Лиз удалось собрать немаленькую толпу. Жаль, что у неё не хватило средств снять помещение попросторней. Люди стояли, касаясь друг друга локтями, и старались не уронить в жестокой толчее свою ношу — крохотные блюдечки с оливками и сырными крекерами, намазанными паштетом из анчоусов, в одной руке и бумажные стаканчики с шампанским в другой. Я протолкалась к столам с едой, как всегда делала на бесплатных фуршетах, и придирчиво оглядела угощения. Должна сказать, у "Юнайтед Био" меню было получше. Напитки разливали двое мужчин в донельзя странных костюмах. Позднее я узнала, что этих людей называют бифитерами[34] — а почему, так навсегда и осталось для меня загадкой.

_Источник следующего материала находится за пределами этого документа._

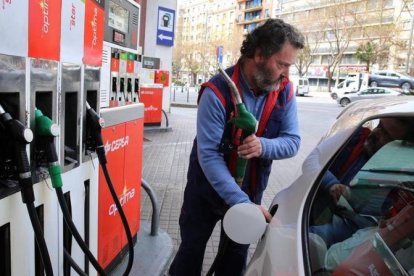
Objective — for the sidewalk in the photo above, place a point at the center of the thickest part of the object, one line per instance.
(165, 163)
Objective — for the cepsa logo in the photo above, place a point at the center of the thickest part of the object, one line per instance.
(150, 108)
(72, 23)
(44, 5)
(116, 144)
(129, 195)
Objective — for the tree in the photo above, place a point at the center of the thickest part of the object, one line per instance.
(367, 52)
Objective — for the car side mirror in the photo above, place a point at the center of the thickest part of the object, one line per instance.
(244, 223)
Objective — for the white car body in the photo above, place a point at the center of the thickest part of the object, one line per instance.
(284, 249)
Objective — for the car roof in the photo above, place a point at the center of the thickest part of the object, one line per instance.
(358, 112)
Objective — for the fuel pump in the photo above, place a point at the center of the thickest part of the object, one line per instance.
(22, 137)
(48, 130)
(242, 125)
(95, 123)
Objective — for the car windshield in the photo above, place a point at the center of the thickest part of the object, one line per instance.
(362, 214)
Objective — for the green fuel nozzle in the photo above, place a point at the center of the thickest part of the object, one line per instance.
(48, 130)
(95, 124)
(244, 123)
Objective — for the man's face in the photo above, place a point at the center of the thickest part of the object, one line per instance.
(387, 130)
(270, 72)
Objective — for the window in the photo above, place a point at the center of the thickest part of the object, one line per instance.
(361, 217)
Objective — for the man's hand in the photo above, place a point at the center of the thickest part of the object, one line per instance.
(266, 213)
(337, 190)
(250, 148)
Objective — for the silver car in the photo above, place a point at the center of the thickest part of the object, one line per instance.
(368, 93)
(367, 228)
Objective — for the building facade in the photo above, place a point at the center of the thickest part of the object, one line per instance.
(336, 30)
(204, 28)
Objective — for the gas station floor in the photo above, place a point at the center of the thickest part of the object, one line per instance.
(165, 162)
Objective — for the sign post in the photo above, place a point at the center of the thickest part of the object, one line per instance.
(219, 53)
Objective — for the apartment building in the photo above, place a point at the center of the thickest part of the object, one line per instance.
(203, 27)
(335, 30)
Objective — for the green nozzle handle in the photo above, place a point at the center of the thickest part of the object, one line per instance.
(245, 120)
(248, 124)
(44, 125)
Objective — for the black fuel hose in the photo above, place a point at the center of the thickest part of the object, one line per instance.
(40, 240)
(74, 231)
(22, 136)
(47, 130)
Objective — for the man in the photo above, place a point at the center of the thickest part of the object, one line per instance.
(362, 146)
(261, 76)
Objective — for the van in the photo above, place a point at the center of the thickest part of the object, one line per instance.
(301, 86)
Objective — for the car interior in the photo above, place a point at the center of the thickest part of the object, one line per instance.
(368, 228)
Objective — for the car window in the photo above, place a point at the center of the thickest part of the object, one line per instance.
(362, 214)
(368, 91)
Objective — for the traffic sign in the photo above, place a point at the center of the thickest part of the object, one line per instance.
(165, 26)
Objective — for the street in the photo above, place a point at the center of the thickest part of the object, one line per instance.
(166, 155)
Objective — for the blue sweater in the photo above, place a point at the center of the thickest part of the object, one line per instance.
(211, 120)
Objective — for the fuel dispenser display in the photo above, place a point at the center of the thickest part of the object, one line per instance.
(151, 97)
(54, 68)
(12, 98)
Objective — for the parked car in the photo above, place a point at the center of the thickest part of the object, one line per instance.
(301, 85)
(368, 93)
(387, 78)
(290, 246)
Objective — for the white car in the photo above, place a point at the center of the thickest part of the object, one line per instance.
(368, 93)
(382, 238)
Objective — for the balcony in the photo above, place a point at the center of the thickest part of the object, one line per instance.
(254, 19)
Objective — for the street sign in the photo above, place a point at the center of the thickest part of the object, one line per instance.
(165, 26)
(219, 54)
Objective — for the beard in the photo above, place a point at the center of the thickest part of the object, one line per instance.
(263, 79)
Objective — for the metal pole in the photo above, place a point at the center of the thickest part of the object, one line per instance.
(410, 40)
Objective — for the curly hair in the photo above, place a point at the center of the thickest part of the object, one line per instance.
(270, 38)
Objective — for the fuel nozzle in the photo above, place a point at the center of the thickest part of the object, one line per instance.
(95, 123)
(48, 130)
(21, 136)
(244, 124)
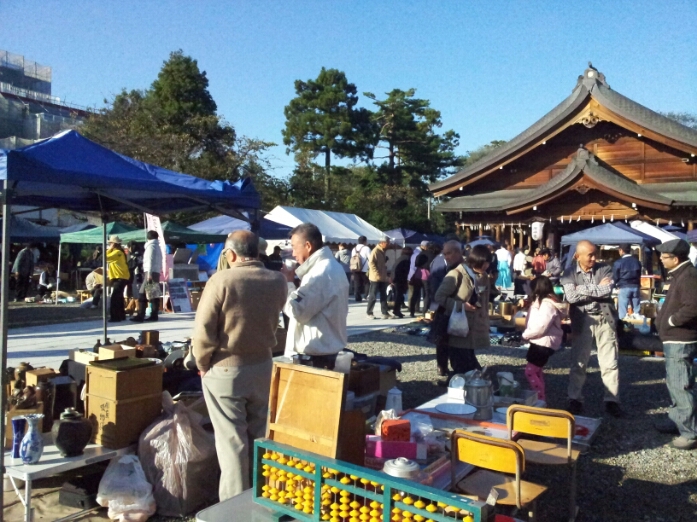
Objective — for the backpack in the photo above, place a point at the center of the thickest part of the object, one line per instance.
(356, 263)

Сама я была одета не так чтоб уж очень вызывающе. Лиз сказала, что костюм может быть полуофициальным, так что я вполне могла заявиться в одной серой шляпе с журналистским пропуском, заткнутым за поля. Но по зрелом размышлении я решила облачиться в полную форму, какой бы глупой она ни была: мешковатые штаны и двубортный пиджак. Я вручила костюм роботу-гладильщику так поздно, что времени едва хватило на то, чтобы что-либо в нём изменить. Я не стала ни подгонять штаны по фигуре, ни застёгивать пиджак — это было частью образа, к которому склонились в бесконечной мудрости представители моей профессии почти двести лет назад при выборе форменной одежды. Образ был позаимствован из фильмов о журналистах 30-х годов XX века. Я пересмотрела их целую кучу, и меня позабавило, какое впечатление очевидно старались создать о себе мои коллеги на официальных приёмах: они стремились выглядеть помятыми, агрессивными, дерзкими, невежливыми, полными сарказма — но стоило ситуации запахнуть жареным, у них неизменно оказывалось отзывчивое золотое сердце. А как же, чтоб и твоё сердце преисполнилось гордости, что ты тоже журналист, милостью божией… тьфу! Шутки ради я нацепила белую блузку с кружевом у горла вместо предписанного традицией сложного узла, известного как галстук. Волосы я сколола на макушке и спрятала под шляпой. Из зеркала на меня глянула Кейт Хепбёрн[35], переодетая мальчиком — по крайней мере, так я выглядела выше плеч. На всей остальной моей фигуре костюм висел, как на вешалке — но моё новое тело было сложено так искусно, что смотрелось хорошо в любой одежде. Я козырнула своему отражению: вот оно, твоё творение, Бобби!
Лиз заметила меня и с громким приветственным криком протолкалась поближе.